In probability theory, “kurtosis” (from Greek: κυρτός, meaning “curved”) is the measure of the fatness of the tails of a distribution of variables. Higher kurtosis corresponds to greater deviation from the mean — more outliers — and is less interested in the shape of the distribution close to the mean.
As Nassim Nicholas Taleb notes in his fantastically bombastic The Black Swan: The Impact of the Highly Improbable, many a trading desk has come unstuck by mistaking the similarity of the hump of a leptokurtic curve — the bit near the middle — to a normal distribution, because there haven't collected any data at the extremes.

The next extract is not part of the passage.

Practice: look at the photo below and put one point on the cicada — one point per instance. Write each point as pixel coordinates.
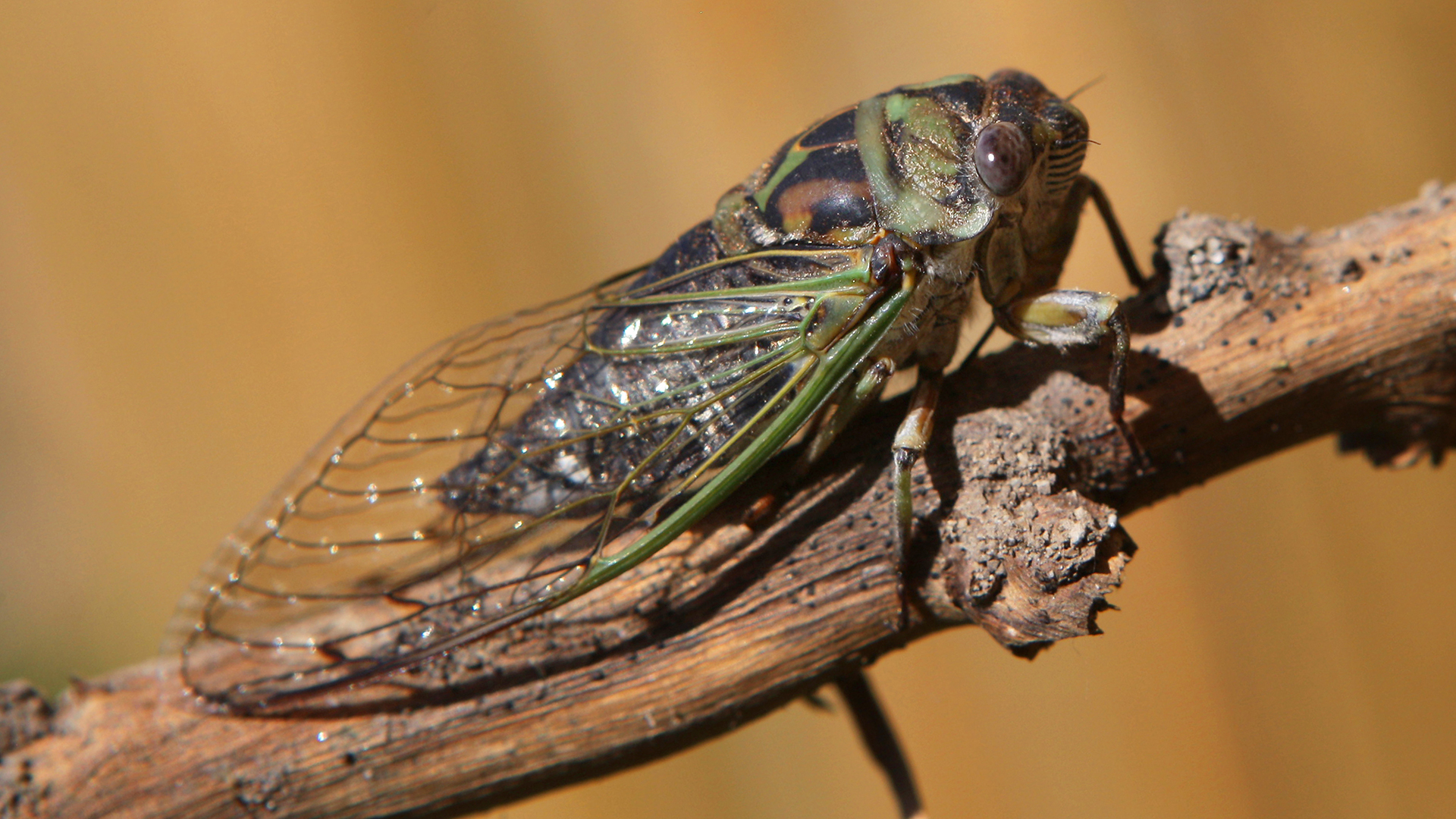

A normal distribution has a kurtosis of 3.
Leptokurtic distributions are from Mars, platykurtic distributions are from Venus
“Platykurtic” distributions: Mediocristan: Distributions with lower kurtosis than 3 are “platykurtic”, and will produce fewer outliers than a normal distribution. For example, a uniform distribution — eg a coin toss, or a deck of cards — which does not produce outliers art all. You can’t get an 11 of hearts.
“Leptokurtic” distributions: Extremistan: Distributions with greater kurtosis than 3 are “leptokurtic”. The tails of a leptokurtic distribution will be fatter — they will tend to zero more slowly than those of a normal distribution, and there will be more outliers.